I must commend the work of the Nelson Mandela Foundation for keeping his memory and legacy alive, by reviving a living archive anchored on peace and reconciliation. As custodians of his life’s work, centring accessibility, solidarity, and collaboration across institutions, reinforces our global fight for freedom by all means necessary.

I should confess that the relationship between international criminal justice, the rule of law and sustainable development has attracted and continues to engender interesting but at times, very heated and controversial debates. One of those being the classic dilemma of pursuing peace versus justice.

During my career as Chief Prosecutor at the International Criminal Court, while investigating alleged commission of crimes in areas of armed conflict, some negotiators often believed the ICC’s intervention would impede the peace process. 

I have always been of the view that peace and justice must work contemporaneously. Prioritising one over the other jeopardises the chance of achieving either. As is often cried on the frontlines, no justice, no peace. 

For this reason, I remind fellow human rights practitioners how important it is for communities to understand that the promise of peace comes with justice and accountability. I believe this package is a more sustainable recipe for actualising Madiba’s vision of transitional justice; whether through redress or transformation of political and social systems. We must continue to question how we approach these processes to attain more sustainable and progressive futures.

Today, I urge us to collectively examine these probing questions: 

“To what extent does international criminal justice and the rule of law contribute towards sustainable development?”

“Specifically, how can institutions such as the ICC – whose principal object is to bring to justice individuals responsible for crimes of concern to the international community – contribute to the multifaceted value of peace and sustainable development?” 

Sustainable development meets the needs of the present, without compromising the ability of future generations to meet their own needs.

It calls for concerted efforts towards building an inclusive and resilient future for people and our planet. To achieve sustainable development, we must harness our social capital and efforts of civil society on the ground, to build more robust and responsive instruments of change. 

Goal 16 of the 2030 Sustainable Development Goals identifies three key elements namely: Peace, Justice and Strong Institutions. The goal is to promote peaceful and inclusive societies, provide access to justice for all, and build effective, accountable and inclusive institutions at all levels. I will address our questions by discussing these three themes.  

Let me start with PEACE.

At a glance, it is evident that conflict is an ever-present process in human relations; with PEACE being the desired antidote. As a proud African, I want to see Africa as most Africans do: a prosperous and more peaceful continent in which democratic values, the rule of law, and human rights are respected and advanced. 

With over three thousand ethnic groups and a myriad of languages, Africa is amongst the most heterogeneous regions in the world. However, this seeming blessing has equally fuelled past and ongoing conflicts, often fought along ethnic and religious lines. 

It is important for governments – especially democratic governments – to understand that their primary duty is to safeguard the rights of citizens – whether economic, political or social. This is what tills fertile ground for inclusive and sustainable development, rooted in values of peace and unity. In principle, any government unable to safeguard these rights has failed to discharge its primary duty. 

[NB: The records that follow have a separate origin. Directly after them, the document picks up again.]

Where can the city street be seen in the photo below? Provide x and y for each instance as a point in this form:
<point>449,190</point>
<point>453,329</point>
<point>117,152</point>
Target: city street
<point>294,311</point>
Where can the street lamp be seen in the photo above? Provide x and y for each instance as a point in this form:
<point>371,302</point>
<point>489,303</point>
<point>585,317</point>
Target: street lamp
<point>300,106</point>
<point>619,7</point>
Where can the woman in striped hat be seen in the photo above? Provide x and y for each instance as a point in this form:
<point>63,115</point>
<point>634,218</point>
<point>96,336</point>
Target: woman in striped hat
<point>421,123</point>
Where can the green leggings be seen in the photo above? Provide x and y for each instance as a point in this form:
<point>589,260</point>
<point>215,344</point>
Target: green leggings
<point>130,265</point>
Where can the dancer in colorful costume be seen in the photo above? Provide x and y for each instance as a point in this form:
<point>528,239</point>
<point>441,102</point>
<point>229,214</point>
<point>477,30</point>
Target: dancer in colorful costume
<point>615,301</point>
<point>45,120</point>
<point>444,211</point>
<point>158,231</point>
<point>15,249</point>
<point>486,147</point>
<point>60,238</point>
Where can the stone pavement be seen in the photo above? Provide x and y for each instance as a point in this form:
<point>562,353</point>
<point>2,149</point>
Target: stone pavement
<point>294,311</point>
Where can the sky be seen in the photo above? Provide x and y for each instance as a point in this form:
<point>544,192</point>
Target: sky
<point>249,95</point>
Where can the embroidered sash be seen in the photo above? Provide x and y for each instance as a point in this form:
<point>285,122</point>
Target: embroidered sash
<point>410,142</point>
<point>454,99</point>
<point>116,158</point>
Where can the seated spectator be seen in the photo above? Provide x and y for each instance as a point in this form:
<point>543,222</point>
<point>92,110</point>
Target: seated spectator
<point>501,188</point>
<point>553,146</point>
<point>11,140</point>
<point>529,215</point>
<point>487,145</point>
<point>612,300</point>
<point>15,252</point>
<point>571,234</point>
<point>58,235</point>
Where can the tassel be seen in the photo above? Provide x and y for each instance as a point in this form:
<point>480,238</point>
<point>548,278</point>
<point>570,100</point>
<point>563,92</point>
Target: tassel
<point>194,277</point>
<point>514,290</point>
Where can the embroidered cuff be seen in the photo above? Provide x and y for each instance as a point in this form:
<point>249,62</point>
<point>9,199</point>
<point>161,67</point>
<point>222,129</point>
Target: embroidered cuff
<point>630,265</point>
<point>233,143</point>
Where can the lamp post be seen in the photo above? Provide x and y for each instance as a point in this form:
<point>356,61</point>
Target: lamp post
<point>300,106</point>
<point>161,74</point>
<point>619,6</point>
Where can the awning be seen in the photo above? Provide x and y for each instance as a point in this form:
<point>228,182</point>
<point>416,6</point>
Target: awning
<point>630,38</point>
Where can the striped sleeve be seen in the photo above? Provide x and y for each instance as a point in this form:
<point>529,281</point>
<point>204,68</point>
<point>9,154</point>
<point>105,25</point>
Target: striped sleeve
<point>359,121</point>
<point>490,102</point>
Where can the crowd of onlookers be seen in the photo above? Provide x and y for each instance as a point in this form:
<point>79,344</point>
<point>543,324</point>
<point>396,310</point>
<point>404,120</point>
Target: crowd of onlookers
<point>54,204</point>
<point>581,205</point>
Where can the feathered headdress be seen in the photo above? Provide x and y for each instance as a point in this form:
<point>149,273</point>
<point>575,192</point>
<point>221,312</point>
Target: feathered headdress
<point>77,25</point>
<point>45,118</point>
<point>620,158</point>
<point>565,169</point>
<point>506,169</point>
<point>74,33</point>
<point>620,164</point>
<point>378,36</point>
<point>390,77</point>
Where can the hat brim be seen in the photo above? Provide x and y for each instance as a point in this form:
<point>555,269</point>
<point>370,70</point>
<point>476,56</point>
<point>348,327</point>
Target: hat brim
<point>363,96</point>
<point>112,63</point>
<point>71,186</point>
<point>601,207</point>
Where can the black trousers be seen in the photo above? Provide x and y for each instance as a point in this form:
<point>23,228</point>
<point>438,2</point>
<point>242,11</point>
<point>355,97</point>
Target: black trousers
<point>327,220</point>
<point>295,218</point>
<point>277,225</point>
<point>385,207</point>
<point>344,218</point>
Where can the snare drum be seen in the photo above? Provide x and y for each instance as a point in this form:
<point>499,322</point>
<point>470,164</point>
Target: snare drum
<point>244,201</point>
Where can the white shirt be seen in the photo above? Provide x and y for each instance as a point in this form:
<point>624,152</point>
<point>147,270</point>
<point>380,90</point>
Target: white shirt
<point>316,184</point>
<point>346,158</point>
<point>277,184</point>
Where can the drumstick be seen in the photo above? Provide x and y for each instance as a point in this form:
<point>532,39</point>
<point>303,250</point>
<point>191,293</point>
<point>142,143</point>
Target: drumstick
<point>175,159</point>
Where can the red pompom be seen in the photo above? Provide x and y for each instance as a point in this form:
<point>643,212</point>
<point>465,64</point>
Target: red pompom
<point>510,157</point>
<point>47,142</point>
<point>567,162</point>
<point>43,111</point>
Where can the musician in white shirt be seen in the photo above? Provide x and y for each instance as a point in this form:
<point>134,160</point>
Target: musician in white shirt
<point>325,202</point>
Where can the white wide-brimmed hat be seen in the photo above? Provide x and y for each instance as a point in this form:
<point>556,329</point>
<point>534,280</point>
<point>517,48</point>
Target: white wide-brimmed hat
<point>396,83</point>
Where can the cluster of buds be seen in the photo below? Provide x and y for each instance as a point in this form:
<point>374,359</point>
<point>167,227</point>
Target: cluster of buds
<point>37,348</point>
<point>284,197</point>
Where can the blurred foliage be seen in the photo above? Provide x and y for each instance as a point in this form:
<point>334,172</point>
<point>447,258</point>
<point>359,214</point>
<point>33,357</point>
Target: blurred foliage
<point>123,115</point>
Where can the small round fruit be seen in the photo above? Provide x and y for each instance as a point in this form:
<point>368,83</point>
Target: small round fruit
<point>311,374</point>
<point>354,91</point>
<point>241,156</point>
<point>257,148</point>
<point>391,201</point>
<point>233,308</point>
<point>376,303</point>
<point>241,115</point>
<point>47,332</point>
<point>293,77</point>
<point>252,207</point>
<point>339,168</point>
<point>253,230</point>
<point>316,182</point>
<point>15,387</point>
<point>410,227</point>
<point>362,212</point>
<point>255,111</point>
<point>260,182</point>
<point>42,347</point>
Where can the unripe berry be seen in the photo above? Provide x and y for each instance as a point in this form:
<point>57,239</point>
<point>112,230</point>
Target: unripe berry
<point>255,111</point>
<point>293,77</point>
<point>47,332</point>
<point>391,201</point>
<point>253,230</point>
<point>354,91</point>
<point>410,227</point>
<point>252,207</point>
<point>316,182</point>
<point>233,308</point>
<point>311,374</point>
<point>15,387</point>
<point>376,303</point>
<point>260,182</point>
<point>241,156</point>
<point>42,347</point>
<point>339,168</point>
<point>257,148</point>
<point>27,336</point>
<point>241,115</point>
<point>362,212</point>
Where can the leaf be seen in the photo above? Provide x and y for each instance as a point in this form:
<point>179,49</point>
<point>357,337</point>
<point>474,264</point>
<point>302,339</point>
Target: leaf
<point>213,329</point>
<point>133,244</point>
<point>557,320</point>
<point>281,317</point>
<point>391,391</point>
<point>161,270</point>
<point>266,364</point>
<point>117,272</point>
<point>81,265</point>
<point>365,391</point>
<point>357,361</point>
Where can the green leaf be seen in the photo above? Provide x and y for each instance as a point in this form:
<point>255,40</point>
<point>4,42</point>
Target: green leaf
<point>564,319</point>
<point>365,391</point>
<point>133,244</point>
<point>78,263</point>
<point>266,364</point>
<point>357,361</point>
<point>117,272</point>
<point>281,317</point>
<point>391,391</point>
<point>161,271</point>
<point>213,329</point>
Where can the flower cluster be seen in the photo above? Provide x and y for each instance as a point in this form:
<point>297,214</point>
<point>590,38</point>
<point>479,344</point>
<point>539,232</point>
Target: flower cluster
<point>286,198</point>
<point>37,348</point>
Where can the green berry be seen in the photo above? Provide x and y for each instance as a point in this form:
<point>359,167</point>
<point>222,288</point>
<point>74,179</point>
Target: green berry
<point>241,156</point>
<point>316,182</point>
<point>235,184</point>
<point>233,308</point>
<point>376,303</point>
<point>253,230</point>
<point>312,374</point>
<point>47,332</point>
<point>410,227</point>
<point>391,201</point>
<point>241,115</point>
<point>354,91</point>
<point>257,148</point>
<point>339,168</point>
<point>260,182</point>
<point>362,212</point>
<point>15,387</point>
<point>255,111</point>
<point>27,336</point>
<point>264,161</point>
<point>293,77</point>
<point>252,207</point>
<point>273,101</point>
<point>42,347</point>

When a government does not invest in human development, namely healthcare, education and standard of living, the people despair. 

When a government does not adopt growth-oriented policies, factoring comprehensive socio-economic challenges, the people despair.  

When a government runs a sham democracy and fails to take into account the socio-political plight of vulnerable and marginalised groups, the people despair. 

You see, despair is no ingredient for prosperity; and without hope we cannot actualise or activate peace, especially among increasingly globalised and rapidly developing societies in Africa. When heads of States and leaders fail to build solidarity, the people often fall back to tribal or religious divisions for example, as a reactionary means of survival. In trying to survive, a breakdown of law and order often leads to the commission of egregious crimes by both State and non-state actors. A leader who fails to quell violence but rather fans the flames of divisiveness, should be held accountable.

In such a case, where the parameters of admissibility and complementarity are satisfied, the ICC could intervene. The goal outlined in the Rome Statute is to end impunity and contribute towards lasting peace. Whether through setting judicial precedent or deterring future crimes, it is important to acknowledge the role and responsibility of leaders in the deprivation or realisation of peace. 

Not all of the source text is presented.